There’s about 7.2M seniors 60+ in America right now. A blended average of ~65% of them turn out at any given election (averaging the lower mid-term years with the higher presidential years), so that’s 4.7M going to the polls. ~50% of them will vote Republican as of 2017 data, so that’s 2.35M Republican votes at the polls.

However, there’s 54M folk between ages 18-29 in the US right now. And they are the least Republican by age cohort, being only 17% R and cumulatively 60% D or leaning-D. However, they turn out at a blended rate of 25%, for 13.5M voting annually. As of 2017, ~60% vote D, so 8.1M of those are going to be D votes.

If 18-29 turnout increased to only half age 60+ turnout, and became 32.5% instead of 25%, 17.6M would be voting (10.5D). That extra 2.4M D votes just cancelled out the age 60+ R votes!

Just imagine all those young voters turning out in the last presidential election - instead of losing the popular vote by 2.8M, Trump could have lost by 5 or 6M and still won because of the electoral college!

Of course, bringing young voter turnout still higher than that is the real dream, because then you can really swing the raw numbers enough that D’s have a chance to win even in a lot of our triple-rigged ultra-gerrymandered districts. But just a modest increase means they could indeed cancel out all the ladder-yanking seniors screwing everyone who won’t be dead in two decades, and anything above that gives this country a real shot at sanity.

So if you’re really interested in swinging the tide, you too should be encouraging the younger voters you know to vote, in this and future elections, because it only takes a small population-wide increase in turnout to see big effects.

I’m old. Young people today have every reason to be angry at my generation. More power to them. Don’t let us decide your future. We did a horrible job.

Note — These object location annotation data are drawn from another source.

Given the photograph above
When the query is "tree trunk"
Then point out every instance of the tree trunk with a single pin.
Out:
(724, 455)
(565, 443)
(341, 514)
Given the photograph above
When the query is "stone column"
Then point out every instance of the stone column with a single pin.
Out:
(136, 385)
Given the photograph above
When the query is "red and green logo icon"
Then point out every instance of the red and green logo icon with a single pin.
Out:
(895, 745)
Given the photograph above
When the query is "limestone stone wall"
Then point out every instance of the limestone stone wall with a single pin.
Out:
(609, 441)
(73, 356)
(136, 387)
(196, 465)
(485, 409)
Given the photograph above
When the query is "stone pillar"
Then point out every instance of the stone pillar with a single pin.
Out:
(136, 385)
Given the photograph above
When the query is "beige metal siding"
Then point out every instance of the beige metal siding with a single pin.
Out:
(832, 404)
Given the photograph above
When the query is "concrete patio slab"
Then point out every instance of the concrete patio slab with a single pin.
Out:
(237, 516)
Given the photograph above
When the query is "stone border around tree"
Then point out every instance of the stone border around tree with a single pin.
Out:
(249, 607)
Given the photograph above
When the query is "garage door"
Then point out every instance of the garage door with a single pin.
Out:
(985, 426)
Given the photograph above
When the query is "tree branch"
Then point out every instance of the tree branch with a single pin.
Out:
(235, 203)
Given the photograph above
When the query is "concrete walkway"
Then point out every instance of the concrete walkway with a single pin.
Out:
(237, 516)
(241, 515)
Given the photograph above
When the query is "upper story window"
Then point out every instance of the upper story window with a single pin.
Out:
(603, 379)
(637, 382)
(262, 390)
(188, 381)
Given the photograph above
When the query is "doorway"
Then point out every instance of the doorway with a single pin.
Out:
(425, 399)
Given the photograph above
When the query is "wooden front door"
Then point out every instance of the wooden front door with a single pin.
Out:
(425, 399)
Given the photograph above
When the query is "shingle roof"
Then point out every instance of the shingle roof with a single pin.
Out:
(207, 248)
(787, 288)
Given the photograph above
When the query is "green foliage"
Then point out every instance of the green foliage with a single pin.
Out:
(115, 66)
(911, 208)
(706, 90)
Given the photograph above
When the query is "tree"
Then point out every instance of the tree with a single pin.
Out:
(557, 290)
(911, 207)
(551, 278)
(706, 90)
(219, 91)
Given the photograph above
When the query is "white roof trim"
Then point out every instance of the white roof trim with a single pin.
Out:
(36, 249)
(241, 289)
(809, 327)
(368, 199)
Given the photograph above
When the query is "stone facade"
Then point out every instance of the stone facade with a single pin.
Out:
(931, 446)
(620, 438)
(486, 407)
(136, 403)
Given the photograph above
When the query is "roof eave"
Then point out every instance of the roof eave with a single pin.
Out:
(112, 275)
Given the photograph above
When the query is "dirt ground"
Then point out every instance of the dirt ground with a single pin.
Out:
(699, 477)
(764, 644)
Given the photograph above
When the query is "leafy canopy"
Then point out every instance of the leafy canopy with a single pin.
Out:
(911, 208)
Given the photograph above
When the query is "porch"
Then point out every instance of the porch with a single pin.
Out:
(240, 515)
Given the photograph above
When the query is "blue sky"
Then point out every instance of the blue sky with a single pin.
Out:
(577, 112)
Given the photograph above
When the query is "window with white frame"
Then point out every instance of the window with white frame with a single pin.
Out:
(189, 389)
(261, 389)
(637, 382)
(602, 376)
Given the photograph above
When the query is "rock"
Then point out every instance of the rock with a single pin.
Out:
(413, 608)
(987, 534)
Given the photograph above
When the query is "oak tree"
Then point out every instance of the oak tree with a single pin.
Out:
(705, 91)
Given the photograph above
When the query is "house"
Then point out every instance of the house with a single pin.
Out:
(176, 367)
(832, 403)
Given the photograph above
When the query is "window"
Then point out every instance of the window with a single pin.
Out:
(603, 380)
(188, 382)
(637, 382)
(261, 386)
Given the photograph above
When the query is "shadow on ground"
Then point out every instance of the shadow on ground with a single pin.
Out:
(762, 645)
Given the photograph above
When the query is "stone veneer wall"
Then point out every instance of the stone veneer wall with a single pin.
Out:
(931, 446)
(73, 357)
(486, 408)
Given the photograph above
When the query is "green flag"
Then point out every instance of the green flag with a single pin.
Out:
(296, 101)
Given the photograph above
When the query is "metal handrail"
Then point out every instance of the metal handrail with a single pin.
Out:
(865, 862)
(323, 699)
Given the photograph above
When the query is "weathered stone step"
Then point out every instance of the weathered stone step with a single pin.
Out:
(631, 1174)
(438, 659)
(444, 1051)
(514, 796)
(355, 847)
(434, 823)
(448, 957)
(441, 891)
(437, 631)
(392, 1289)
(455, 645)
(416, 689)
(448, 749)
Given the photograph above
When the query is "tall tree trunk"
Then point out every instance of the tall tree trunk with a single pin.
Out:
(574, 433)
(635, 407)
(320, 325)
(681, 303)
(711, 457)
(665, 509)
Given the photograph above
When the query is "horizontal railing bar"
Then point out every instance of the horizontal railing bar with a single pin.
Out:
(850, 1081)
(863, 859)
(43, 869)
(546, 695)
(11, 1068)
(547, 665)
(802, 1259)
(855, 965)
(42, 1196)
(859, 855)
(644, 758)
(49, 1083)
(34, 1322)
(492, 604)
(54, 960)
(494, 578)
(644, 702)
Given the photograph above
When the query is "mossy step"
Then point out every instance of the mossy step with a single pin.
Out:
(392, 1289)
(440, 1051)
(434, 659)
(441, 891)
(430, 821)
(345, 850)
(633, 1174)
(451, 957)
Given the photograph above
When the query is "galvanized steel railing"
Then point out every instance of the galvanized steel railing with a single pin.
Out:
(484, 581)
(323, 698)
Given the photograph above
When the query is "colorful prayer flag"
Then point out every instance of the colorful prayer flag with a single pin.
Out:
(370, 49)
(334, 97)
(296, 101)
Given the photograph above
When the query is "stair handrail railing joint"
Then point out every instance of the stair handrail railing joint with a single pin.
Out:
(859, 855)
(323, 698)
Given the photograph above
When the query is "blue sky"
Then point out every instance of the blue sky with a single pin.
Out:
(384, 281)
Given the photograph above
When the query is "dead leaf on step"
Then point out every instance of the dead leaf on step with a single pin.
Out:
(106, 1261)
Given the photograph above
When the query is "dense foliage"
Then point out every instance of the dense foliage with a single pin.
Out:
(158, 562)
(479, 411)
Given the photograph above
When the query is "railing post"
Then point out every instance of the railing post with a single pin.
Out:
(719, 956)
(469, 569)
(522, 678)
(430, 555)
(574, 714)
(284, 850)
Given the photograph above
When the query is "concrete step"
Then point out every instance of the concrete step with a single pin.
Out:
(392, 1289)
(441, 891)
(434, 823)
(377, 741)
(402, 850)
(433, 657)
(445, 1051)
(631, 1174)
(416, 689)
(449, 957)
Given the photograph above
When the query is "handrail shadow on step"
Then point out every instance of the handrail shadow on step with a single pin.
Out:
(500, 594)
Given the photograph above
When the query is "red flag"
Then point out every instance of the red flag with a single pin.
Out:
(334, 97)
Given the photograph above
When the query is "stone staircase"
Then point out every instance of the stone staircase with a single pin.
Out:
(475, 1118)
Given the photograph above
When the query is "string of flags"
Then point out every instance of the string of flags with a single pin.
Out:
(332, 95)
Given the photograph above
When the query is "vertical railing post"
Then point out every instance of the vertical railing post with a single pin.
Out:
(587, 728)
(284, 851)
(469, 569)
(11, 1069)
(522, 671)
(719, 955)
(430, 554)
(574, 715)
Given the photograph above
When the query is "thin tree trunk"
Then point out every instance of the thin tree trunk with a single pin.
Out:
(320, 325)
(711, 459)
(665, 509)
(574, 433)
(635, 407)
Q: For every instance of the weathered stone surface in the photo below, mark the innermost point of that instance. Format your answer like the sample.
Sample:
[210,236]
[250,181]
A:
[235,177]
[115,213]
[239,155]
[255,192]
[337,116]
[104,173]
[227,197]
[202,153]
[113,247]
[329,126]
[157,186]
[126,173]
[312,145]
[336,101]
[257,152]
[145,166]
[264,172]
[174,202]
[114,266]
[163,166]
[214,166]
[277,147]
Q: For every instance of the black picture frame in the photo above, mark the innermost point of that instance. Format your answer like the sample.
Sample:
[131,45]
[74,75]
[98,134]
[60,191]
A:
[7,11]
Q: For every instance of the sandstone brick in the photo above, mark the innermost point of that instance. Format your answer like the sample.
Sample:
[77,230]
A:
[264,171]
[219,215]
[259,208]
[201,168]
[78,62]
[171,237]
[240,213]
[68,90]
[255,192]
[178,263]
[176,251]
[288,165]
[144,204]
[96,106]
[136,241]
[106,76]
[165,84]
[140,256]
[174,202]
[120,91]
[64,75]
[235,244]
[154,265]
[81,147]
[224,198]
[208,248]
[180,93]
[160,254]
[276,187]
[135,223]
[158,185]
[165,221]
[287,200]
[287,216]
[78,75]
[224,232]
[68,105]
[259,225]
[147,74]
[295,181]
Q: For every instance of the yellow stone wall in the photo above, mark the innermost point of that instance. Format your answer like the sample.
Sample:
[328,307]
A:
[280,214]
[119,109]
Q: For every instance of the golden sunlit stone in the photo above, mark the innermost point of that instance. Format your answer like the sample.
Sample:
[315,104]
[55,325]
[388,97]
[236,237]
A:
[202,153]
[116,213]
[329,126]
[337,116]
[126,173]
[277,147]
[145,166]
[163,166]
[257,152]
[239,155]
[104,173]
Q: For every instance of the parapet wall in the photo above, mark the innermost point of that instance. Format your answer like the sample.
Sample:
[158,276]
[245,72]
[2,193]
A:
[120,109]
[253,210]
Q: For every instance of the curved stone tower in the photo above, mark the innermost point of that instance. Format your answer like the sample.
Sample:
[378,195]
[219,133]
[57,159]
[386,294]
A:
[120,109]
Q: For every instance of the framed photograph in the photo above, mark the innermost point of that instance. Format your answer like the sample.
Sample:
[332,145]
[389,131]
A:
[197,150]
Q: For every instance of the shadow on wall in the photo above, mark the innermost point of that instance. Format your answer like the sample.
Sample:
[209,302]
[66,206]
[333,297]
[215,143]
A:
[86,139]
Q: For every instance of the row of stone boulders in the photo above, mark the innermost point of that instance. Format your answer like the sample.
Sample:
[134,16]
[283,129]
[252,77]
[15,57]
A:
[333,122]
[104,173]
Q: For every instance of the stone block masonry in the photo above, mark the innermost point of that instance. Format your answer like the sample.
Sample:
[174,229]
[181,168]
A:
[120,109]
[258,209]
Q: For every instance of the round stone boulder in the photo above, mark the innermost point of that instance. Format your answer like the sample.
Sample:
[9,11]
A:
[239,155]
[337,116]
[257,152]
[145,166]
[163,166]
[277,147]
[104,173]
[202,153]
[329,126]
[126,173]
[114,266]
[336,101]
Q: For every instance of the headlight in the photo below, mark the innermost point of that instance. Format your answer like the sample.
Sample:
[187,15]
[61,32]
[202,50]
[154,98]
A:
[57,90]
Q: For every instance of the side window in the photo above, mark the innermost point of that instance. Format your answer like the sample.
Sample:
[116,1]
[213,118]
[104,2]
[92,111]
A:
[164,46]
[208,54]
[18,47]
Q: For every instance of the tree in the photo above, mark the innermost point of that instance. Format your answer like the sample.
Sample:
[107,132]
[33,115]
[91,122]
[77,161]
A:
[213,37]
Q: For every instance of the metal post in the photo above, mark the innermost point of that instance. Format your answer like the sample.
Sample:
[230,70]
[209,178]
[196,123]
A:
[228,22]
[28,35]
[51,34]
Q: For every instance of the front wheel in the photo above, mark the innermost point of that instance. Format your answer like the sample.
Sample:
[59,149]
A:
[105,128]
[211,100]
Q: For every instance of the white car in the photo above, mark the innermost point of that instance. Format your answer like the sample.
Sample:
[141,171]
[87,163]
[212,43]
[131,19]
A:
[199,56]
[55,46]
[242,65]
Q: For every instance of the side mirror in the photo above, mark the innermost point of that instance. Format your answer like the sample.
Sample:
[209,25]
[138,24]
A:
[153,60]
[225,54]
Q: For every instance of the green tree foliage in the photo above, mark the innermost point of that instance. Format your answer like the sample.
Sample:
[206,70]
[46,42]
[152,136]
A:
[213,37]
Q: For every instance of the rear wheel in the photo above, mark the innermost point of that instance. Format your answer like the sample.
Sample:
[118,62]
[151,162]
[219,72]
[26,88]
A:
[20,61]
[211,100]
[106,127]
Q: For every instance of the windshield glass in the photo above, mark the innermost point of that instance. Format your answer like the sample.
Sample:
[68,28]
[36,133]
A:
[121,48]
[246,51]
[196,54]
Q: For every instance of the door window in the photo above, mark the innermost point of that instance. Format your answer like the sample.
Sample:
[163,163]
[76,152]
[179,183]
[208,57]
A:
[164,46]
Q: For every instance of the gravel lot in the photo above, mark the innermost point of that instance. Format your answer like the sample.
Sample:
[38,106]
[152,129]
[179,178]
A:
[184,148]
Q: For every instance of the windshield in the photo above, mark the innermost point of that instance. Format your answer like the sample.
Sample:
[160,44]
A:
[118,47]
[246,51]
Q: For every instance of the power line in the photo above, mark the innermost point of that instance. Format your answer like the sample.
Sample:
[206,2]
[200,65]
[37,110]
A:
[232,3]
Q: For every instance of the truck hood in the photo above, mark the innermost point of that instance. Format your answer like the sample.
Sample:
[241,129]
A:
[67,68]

For example! More states should pass Automatic Voter Registration. That means that if you interact with governmental agencies (DMV mostly), you are automatically registered to vote unless you opt out. Thirteen states have approved this plan, including Georgia, Alaska and West Virginia.

This is a scandal. I’m outraged that there isn’t more outrage against it. I applaud the people who waited two hours, but if it were me (and many others, I’m sure) I’d turn around and go home when I saw the lines.

How can America be said to have a functioning democracy when the Republiopathic dictatorships deliberately suppress the vote in certain districts with methods like this? What do Brickhead and the other supporters of fascism here say about it?

Long lines are indeed an abomination. I doubt I’ve ever waited more than 15 minutes, and usually not close to that–and that in a racially diverse small city, in a county run mostly by Republicans (but a state dominated by the Dems).

On the other hand, my son and his partner did early voting today in Chicago–not exactly a hotbed of Republicanism to say the least–and reported that they waited in line for an hour and a half. :eek:

Which is only to say, party shenanigans may often, even usually, be the problem, but they are not the whole story.

Every single voter, every single person is an individual, as well as a member of any number of cohorts based on age, gender, religion, sexual orientation, “race” and many more. Do you belong to any group from whose general behavior you would wish to dissociate yourself? Are you, for example, a member of a generation that only votes at a rate of 25%? Does the irony not burn when you consider that?

By all means get the young people to vote. But you don’t have to teach them hatred and division to do it.